A critical security vulnerability has been discovered in the widely used WordPress plugin, Essential Addons for Elementor. The vulnerability, identified as CVE-2023-32243, has the potential to be exploited by malicious actors, allowing them to gain elevated privileges on affected websites. The plugin maintainers have promptly addressed this issue in version 5.7.2, released on May 11, 2023. With over one million active installations, it is crucial for users to update their plugin to the latest version immediately to mitigate the risks associated with this vulnerability.
Details of the Vulnerability:
The security flaw in the Essential Addons for Elementor plugin enables unauthenticated users to escalate their privileges to that of any user on the WordPress site. This unauthenticated privilege escalation vulnerability allows threat actors to reset the password of any user by knowing their username. The vulnerability has existed since version 5.4.0, potentially impacting a large number of websites. Exploitation of this flaw could lead to severe consequences, such as unauthorised access and complete control over the compromised website.

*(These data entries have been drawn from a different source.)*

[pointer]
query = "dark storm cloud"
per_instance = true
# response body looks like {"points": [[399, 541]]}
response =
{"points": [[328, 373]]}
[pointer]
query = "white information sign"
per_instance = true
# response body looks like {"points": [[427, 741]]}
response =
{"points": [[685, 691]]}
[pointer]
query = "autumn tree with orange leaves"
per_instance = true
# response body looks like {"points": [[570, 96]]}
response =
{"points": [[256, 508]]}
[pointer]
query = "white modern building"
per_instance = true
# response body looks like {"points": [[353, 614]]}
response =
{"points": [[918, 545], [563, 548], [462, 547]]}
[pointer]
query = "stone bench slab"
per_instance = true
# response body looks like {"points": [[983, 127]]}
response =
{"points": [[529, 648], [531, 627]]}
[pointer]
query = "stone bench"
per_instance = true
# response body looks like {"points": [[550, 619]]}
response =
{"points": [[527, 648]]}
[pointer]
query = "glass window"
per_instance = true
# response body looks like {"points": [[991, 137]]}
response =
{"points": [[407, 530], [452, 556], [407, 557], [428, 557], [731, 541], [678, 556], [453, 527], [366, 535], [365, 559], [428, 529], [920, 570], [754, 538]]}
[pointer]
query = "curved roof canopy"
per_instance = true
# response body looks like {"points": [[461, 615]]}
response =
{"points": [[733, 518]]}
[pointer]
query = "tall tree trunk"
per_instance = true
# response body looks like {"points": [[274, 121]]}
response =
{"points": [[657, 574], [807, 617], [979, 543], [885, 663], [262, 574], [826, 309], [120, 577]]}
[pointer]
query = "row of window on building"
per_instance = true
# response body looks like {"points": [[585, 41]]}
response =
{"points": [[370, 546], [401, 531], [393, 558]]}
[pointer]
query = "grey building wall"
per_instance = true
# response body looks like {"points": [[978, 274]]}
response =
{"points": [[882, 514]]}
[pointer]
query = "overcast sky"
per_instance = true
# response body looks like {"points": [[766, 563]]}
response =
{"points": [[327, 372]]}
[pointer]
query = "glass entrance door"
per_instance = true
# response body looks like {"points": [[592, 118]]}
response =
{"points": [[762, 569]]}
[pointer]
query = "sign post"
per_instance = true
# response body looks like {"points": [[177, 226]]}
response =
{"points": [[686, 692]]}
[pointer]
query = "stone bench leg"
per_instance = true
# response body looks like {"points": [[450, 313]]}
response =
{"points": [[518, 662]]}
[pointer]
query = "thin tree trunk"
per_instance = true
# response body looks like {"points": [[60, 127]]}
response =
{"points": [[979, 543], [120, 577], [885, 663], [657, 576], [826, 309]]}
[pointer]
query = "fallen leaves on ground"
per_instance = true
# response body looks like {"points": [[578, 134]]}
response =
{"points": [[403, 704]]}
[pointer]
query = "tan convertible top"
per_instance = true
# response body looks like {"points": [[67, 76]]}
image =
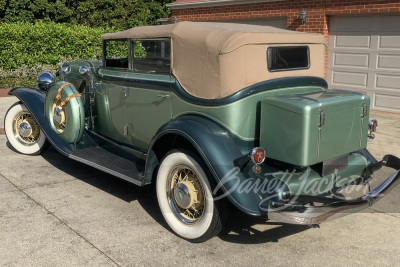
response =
{"points": [[215, 60]]}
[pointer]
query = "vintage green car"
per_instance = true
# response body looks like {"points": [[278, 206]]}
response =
{"points": [[216, 115]]}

Previous Vulnerabilities and Emerging Threats:
Evolution of Malware Campaigns:
Malicious actors continually adapt their tactics to evade detection and extend the lifespan of their malware campaigns. The SocGholish malware campaign exemplifies this trend, as attackers modify their approach to inject malicious scripts into compromised WordPress websites. Additionally, Malwarebytes recently published a technical report outlining a malvertising campaign that targets visitors to adult websites. The campaign uses popunder ads that mimic fake Windows updates and deliver the “in2al5d p3in4er” (aka Invalid Printer) loader. This loader checks the system’s graphics card to determine if it is running on a virtual machine or a sandbox environment, ultimately launching the Aurora information stealer malware.
Immediate Action Required:
Wordfence, a leading WordPress security provider, has reported active exploitation of the critical vulnerability in the Essential Addons for Elementor plugin. In the past 24 hours alone, they have blocked 200 attacks targeting this flaw. Given the ongoing attacks, it is vital for users to update the plugin to the latest version without delay. Immediate action will help safeguard websites from potential compromise and ensure the continued security of user data.
The security vulnerability in the Essential Addons for Elementor plugin highlights the importance of regularly updating plugins to protect against emerging threats. Website administrators and users should prioritise updating the plugin to version 5.7.2 or later to address the critical vulnerability promptly. Additionally, staying vigilant against evolving malware campaigns, such as SocGholish and the Invalid Printer loader, is crucial for maintaining a secure online environment. By staying informed and taking necessary security measures, website owners can safeguard their sites and protect user data from potential breaches.